Here is an example of the delivery receipt that CCS sends to tell your app server that a device received a message that CCS sent it:

<message id="">
  <gcm xmlns="google:mobile:data">
  {
      "category":"com.example.yourapp", // to know which app sent it
      "data":
      {
         “message_status":"MESSAGE_SENT_TO_DEVICE",
         “original_message_id”:”m-1366082849205”
         “device_registration_id”: “REGISTRATION_ID”
      },
      "message_id":"dr2:m-1366082849205",
      "message_type":"receipt",
      "from":"gcm.googleapis.com"
  }
  </gcm>
</message>

Note the following:

  • The "message_type" is set to "receipt".
  • The "message_status" is set to "MESSAGE_SENT_TO_DEVICE", indicating that the device received the message.
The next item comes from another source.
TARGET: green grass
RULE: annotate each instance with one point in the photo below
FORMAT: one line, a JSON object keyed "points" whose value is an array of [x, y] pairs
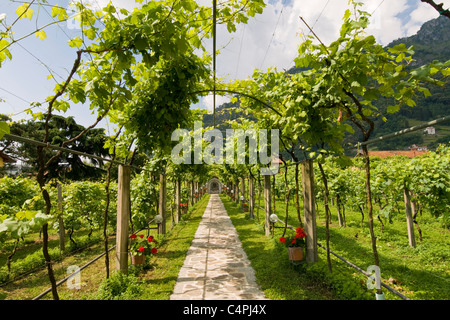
{"points": [[421, 273], [156, 283], [277, 277], [159, 282]]}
Notice that in this case, "message_status" is not a field but rather part of the data payload.
  • The receipt message ID consists of the original message ID, but with a dr2: prefix. Your app server must use the same connection to send an ACK back with this ID, which in this example is dr2:m-1366082849205.
  • The original message ID, the device registration token, and the status are inside the "data" field.
  • If the connection between CCS and the device is poor, GCM may send multiple, duplicate delivery receipts. You can safely ignore such duplicates.

Flow Control

Every message sent to CCS receives either an ACK or a NACK response. Messages that haven't received one of these responses are considered pending. If the pending message count reaches 100, the app server should stop sending new messages and wait for CCS to acknowledge some of the existing pending messages as illustrated in figure 1:

Figure 1. Message/ack flow.

Conversely, to avoid overloading the app server, CCS stops sending if there are too many unacknowledged messages. Therefore, the app server should "ACK" upstream messages, received from the client application via CCS, as soon as possible to maintain a constant flow of incoming messages. The aforementioned pending message limit doesn't apply to these ACKs. Even if the pending message count reaches 100, the app server should continue sending ACKs for messages received from CCS to avoid blocking delivery of new upstream messages.

ACKs are only valid within the context of one connection. If the connection is closed before a message can be ACKed, the app server should wait for CCS to resend the upstream message before ACKing it again. Similarly, all pending messages for which an ACK/NACK was not received from CCS before the connection was closed should be sent again.